Vom Basler Rolf Bantle fehlte seit dem 24. August 2004 jede Spur: Er war während eines Spiels des FC Basel in Mailand verschwunden. Man suchte ihn vergebens. Er wurde für verschollen erklärt. Jetzt meldet sich der inzwischen 71-Jährige in der Zeitung „Schweiz am Sonntag“ zu Wort.

Er sagt, er habe sich damals im San-Siro-Stadion verirrt und seine Gruppe nicht wiedergefunden. Und er habe dann auf Mailands Strassen gelebt – als Obdachloser. Dort nannten ihn die Menschen liebevoll «Rudi». Erst ein Unfall beförderte Bantle zurück nach Basel, wie die „Schweiz am Sonntag“ schreibt. 

An jenem 24. August führte Inter Mailand gegen den FC Basel mit 4:1 in der dritten Runde der Champions-League-Qualifikation, als Rolf Bantle aufs Klo musste. «Bin gleich wieder da», sagte er zu seinen Kollegen. Er verschwand in den langen Gängen des Stadions - und verirrte sich. 

Bantle gehörte zu einer Gruppe des Wohn- und Werkheims Dietisberg, die einen Tagesausflug nach Mailand unternahm. 

Als Bantle das WC wieder verliess, war das Match vorbei und die Gänge füllten sich mit Tausenden Menschen. «Ich war plötzlich in einem ganz anderen Sektor», erzählt er der «Schweiz am Sonntag». Vor dem Stadion machte er sich auf die Suche nach dem Car - vergeblich. «Irgendwann wurde mir das zu blöd.» Immerhim hatte er 20 Euro und 15 Franken dabei, das würde für ein paar Tage reichen, dachte er sich. 

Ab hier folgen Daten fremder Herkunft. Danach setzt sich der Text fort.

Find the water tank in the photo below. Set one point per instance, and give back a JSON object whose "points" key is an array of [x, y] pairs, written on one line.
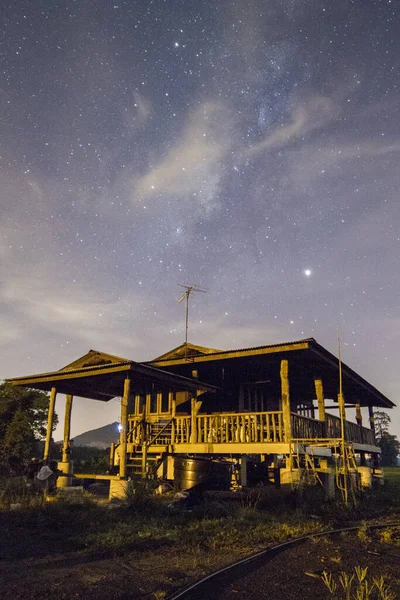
{"points": [[201, 473]]}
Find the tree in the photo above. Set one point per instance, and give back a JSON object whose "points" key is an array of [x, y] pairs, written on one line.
{"points": [[388, 443], [23, 421]]}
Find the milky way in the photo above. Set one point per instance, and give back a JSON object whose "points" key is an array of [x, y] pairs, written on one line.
{"points": [[249, 147]]}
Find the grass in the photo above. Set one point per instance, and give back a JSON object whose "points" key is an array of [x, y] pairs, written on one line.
{"points": [[183, 544], [357, 586]]}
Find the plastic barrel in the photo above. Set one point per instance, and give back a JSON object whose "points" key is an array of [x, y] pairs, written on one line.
{"points": [[191, 473]]}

Doch dann blieb er nicht nur einige Tage, sondern Monate, Jahre - elf Jahre. Er lebte im Bezirk Baggio im Westen der Stadt, einem beschaulichen Quartier mit günstigen Wohnungen. Hier leben auch viele Studenten. «Ganz Baggio rief mich bald Rudi, von Rodolpho. Es gab für mich schnell keinen Grund mehr, heimzukehren», erzählt Bantle, der  keine Familie in der Schweiz hatte, auch keine Kinder oder Geschwister. Aufgewachsen war er bei Pflegeeltern im Kanton Bern, die vor langer Zeit verstorben sind.

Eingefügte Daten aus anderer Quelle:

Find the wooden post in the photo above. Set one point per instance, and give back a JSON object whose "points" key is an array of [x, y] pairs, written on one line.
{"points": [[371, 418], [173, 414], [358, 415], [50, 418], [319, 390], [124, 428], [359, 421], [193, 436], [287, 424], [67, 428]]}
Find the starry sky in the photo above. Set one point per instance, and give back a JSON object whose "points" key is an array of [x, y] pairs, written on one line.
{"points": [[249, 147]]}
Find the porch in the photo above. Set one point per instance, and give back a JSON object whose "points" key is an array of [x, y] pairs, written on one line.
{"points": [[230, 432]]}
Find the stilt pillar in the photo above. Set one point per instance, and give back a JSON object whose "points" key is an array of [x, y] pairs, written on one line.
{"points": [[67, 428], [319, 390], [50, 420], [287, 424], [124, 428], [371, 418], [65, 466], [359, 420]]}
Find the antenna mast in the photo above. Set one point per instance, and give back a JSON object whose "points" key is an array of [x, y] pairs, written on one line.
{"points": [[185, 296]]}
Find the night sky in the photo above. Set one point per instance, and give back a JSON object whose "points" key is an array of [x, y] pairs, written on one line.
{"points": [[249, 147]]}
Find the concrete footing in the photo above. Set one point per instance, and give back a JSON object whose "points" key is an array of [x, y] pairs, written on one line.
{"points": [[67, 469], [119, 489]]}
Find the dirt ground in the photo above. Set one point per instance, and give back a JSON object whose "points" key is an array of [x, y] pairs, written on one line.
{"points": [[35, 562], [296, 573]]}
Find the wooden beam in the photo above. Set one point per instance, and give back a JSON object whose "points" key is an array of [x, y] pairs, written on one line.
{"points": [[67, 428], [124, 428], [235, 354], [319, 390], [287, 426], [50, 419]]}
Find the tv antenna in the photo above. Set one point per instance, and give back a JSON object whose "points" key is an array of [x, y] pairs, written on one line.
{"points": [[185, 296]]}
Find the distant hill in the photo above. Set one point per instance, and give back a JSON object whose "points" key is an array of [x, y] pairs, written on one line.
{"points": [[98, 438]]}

Die Amtsvormundschaft Basel-Stadt meldete ihn derweil als vermisst. Die Fahndung nach ihm war erfolglos geblieben. Bantle lebte so ein Leben ohne Vormund und ohne Vorschriften. In Baggio war er bald bekannt. Betteln musste er selten. Dafür wurde er oft eingeladen. Leute spendierten ihm Zigaretten, Kaffee oder einen «Becher Wein». 

Zurück nach Basel kam er wegen eines Unfalls. Eines Abends im April 2015 rutschte er auf dem Trottoir aus und brach sich einen Oberschenkelknochen. Er landete im Spital. Weil er nicht versichert war, organisierte das Schweizer Konsulat einen Transport ins Universitätsspital Basel. 

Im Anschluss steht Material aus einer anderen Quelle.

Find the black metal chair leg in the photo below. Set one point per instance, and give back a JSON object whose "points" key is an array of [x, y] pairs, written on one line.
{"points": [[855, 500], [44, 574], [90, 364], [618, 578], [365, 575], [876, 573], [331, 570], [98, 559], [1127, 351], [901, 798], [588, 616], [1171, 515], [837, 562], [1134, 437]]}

Nach der Reha kam er schliesslich ins Alterszentrum «Zum Lamm». Die Verschollenerklärung wurde am 15. September 2015 «infolge Wiederauftauchens» aufgehoben. 

Rolf Bantle vermisst sein Leben in Mailand allerdings nicht. «Zehn Jahre sind genug, und hier geht es mir ja jetzt gut», sagt er.